In my offense (at UCLA), I thought I was more effective as a guard, but I was able to play tackle. I was able to step up when my team did need it. So I've told teams wherever I can get a chance to play to compete for a job on Day 1, I'll be more than willing to do it. —Xavier Su'a-Filo
Versatility is a key part of Xavier Su'a-Filo's game, and he's hoping it leads to an early starting gig in his NFL career.
The Timpview High alum is one of 85 underclassmen participating in this year's NFL Scouting Combine, as workouts began Saturday and run through Tuesday. Following his junior year at UCLA in 2013, the LDS returned missionary who was born in American Fork chose to make the leap to the pro ranks.
He has no intention of waiting his turn to make it on the field, after starting all 40 games he played for the Bruins. Last year, he split time between left guard (seven starts) and left tackle (six).
"In my offense (at UCLA), I thought I was more effective as a guard, but I was able to play tackle," Su'a-Filo told NFL Network after his workout Saturday. "I was able to step up when my team did need it. So I've told teams wherever I can get a chance to play to compete for a job on Day 1, I'll be more than willing to do it."
Su'a-Filo's 4.44-second time in the 20-yard shuttle at the Combine Saturday was tied for third for offensive linemen. His other numbers included: 25 reps in the bench press, a 5.04-second 40-yard dash, 25-inch leap in the vertical jump, 102 inches in the long jump and a 7.6-second effort in the three-cone drill. Su'a-Filo's performance made an impression on Sports Illustrated's Doug Farrar, who named the Utahn one of his risers from Day 1 of the Combine.
"Many believe that Stanford’s David Yankey is the best guard in this draft class. But the more I watch Su’a-Filo, the more I think he’ll be the better player over time," Farrar wrote. "Certain players just hit the game with a specific and effective nasty streak, and that’s what he’s got.
"He could probably be a right tackle in the NFL, but I’d prefer him as a gap guard who could also play zone. He’s a pure finisher who seems determined to play right to (and sometimes through) the whistle."
Su'a-Filo is a potential first-round draft prospect, though he could also have his named called on Day 2 of the 2014 NFL Draft. With the Bruins, though, he's had an added benefit of working under head coach Jim Mora the past two seasons. Mora spent two decades as a coach in the NFL — including four years as head coach with the Atlanta Falcons and Seattle Seahawks — before taking over the helm at UCLA.

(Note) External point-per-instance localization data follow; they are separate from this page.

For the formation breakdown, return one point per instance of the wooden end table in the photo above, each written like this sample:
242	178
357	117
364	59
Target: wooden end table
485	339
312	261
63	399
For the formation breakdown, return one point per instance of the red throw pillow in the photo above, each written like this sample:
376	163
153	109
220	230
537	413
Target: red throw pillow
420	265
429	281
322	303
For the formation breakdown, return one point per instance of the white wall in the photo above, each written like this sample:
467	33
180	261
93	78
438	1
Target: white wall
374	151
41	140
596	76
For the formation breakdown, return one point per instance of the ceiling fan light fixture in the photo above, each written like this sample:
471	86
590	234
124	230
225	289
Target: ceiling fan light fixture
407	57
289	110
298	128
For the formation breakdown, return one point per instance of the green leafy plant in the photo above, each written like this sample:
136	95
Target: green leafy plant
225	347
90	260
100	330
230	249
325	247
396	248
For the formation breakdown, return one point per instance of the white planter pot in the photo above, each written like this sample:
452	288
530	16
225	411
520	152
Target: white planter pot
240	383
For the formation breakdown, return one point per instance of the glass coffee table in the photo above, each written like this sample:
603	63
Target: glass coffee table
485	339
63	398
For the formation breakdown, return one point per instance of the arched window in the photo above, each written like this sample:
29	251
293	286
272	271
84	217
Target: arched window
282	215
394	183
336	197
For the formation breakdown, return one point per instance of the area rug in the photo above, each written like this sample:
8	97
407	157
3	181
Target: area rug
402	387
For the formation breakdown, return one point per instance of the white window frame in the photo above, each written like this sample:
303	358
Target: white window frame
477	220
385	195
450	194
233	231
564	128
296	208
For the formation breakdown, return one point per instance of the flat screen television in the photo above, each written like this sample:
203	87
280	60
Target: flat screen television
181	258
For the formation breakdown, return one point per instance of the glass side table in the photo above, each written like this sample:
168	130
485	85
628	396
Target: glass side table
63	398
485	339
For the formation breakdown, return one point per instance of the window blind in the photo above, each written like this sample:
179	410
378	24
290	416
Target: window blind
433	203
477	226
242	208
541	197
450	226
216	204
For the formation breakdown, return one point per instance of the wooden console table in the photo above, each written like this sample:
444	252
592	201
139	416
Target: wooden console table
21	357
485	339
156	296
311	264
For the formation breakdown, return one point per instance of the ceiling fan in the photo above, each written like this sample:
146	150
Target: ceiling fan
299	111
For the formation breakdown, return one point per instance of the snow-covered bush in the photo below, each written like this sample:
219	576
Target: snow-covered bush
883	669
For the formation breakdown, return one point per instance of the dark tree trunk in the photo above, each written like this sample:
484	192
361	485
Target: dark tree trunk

"Coach Mora taught us a lot about treating everybody the same but not only being accountable but responsible for your teammates," Su'a-Filo said about his college coach. "And really, what I envision the NFL staff being like was the kind of coaching experience he established at UCLA. Discipline, doing exactly what your coach wants all the time and being responsible, even off the field."
Su'a-Filo admits he plays with a mean streak, and he has a current pro he likes to pattern his game after.
"I try to play like Logan Mankins, the left guard for the New England Patriots," he said. "Learning about him, he was a first-round draft pick out of Fresno State. But he went from Day 1 and started immediately and he's a five or six-time Pro Bowler for the Patriots. The thing I like about him is he's nothing pretty. I think it looks pretty, but he's physical, he's nasty and he's mean. Really, I try to play like that."
How others with Utah ties performed during Saturday's Combine workouts
Jake Murphy, Utah tight end: The former Ute who left school after his junior year had a pair of top performances at the Combine. He finished fourth among tight ends with a 7.18-second effort in the three-cone drill, and his 4.27-second time in the 20-yard shuttle was second-best among his position group.
Anthony Denham, Utah tight end: Denham clocked 4.7 seconds in the 40-yard dash and had a 32.5-inch vertical leap.
Joe Don Duncan, Dixie State tight end: Duncan, who couldn't participate in workouts because of a broken foot, still made a strong impression in the only physical activity he could do. He finished first among the tight ends with 35 reps in the bench press, seven more than the next-best tight end.
Tyler Larsen, Utah State center: Larsen's 36 reps on the bench press was tied for second among offensive linemen. Larsen also ran an 8.22-second three-cone drill, a 4.7-second 20-yard shuttle and had leaps of 23.5 inches in the vertical jump and 102 inches in the broad jump.
D.J. Tialavea, Utah State tight end: Tialavea was slowed by an injury and did not compete in any workouts.